増え続ける世界人口を養うためには、農業による安定した作物生産が不可欠ですが、気候変動や土壌劣化により、その実現が困難になっています。持続可能な農業を実現するためには、作物の環境ストレス耐性の向上、化学肥料の削減、収量の向上などが求められます。

味の素グループのアミノ酸を中心としたバイオスティミュラントは、水や化学肥料の使用量削減など農業の環境負荷低減に貢献するとともに、作物の品質向上もサポートしています。

バイオスティミュラント開発の様子

パートナーシップを通じて、より大きなインパクトを創出

さらに、気候変動対策にはサプライチェーンを越えた多様なステークホルダーとのパートナーシップが不可欠です。味の素グループは、経済的インパクトにもつながるエコシステムの構築に取り組んでいます。
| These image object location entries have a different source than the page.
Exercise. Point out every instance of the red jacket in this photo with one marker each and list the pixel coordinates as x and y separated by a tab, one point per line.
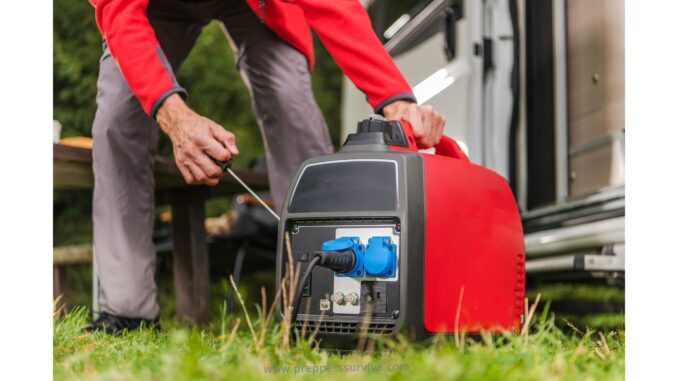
342	25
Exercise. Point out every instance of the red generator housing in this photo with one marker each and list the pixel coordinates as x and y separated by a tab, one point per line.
437	240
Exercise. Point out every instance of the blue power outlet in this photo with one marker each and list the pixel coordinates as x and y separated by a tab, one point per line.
380	257
346	243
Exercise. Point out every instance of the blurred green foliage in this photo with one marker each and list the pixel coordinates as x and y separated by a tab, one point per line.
214	85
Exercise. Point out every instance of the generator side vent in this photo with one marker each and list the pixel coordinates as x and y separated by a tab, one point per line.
383	328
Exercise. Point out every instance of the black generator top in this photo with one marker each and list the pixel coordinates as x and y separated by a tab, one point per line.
376	130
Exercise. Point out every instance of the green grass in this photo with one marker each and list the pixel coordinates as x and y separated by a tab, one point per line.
225	350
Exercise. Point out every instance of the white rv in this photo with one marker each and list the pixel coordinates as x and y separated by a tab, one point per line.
533	89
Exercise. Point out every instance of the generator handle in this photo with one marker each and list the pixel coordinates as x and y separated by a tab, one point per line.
446	147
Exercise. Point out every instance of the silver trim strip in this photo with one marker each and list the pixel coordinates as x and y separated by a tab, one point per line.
573	238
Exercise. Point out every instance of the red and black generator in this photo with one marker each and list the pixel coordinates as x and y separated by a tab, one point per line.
390	239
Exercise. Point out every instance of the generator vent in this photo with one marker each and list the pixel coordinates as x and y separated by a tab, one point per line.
383	328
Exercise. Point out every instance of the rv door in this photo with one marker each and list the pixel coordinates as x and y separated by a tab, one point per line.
445	50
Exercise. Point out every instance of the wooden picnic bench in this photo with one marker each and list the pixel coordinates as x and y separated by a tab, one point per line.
72	168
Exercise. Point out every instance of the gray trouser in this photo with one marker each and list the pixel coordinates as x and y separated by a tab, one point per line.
125	140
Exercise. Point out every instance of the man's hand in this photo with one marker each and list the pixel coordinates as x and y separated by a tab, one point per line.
196	140
427	123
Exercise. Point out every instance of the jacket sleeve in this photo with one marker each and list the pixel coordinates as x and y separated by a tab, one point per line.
135	49
345	29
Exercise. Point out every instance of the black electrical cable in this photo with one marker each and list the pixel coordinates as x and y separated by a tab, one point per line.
300	287
339	261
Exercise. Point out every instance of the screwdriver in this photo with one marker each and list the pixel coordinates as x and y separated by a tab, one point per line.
226	167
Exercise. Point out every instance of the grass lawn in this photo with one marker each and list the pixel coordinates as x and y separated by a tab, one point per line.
554	349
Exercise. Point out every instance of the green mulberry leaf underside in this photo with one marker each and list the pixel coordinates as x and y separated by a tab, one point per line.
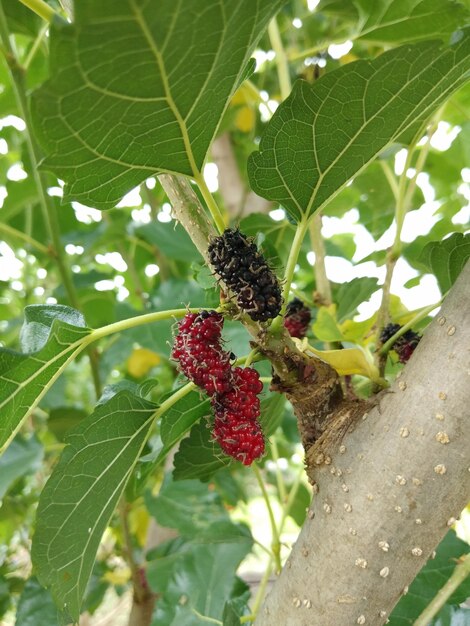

例えば、タイにおける「Thai Farmer Better Life Partner」プロジェクトでは、農家の課題解決と農作物の経済価値向上、サーキュラーエコノミーの実現を目指して活動しています。

タイにおけるバイオサイクルモデル
様々なステークホルダーと連携

COP30では、日本政府や志を同じくする企業と共に、農業分野への資金拡大と幅広いパートナーシップの必要性を発信しました。また、アミノサイエンス®の力を活かしたアグリフードシステム領域におけるイノベーションが気候変動関連課題の解決にどのように貢献するかを具体的に発信し、参加者から大きな関心が寄せられました。

味の素グループは、グローバルな畜産・農業生産者や各国政府との連携のもと、2030年までにアグリフード領域で年間160万トンのCO₂削減を目指しています。今後もイノベーションとパートナーシップを通じて、持続可能な社会の実現に向けた活動を推進していきます。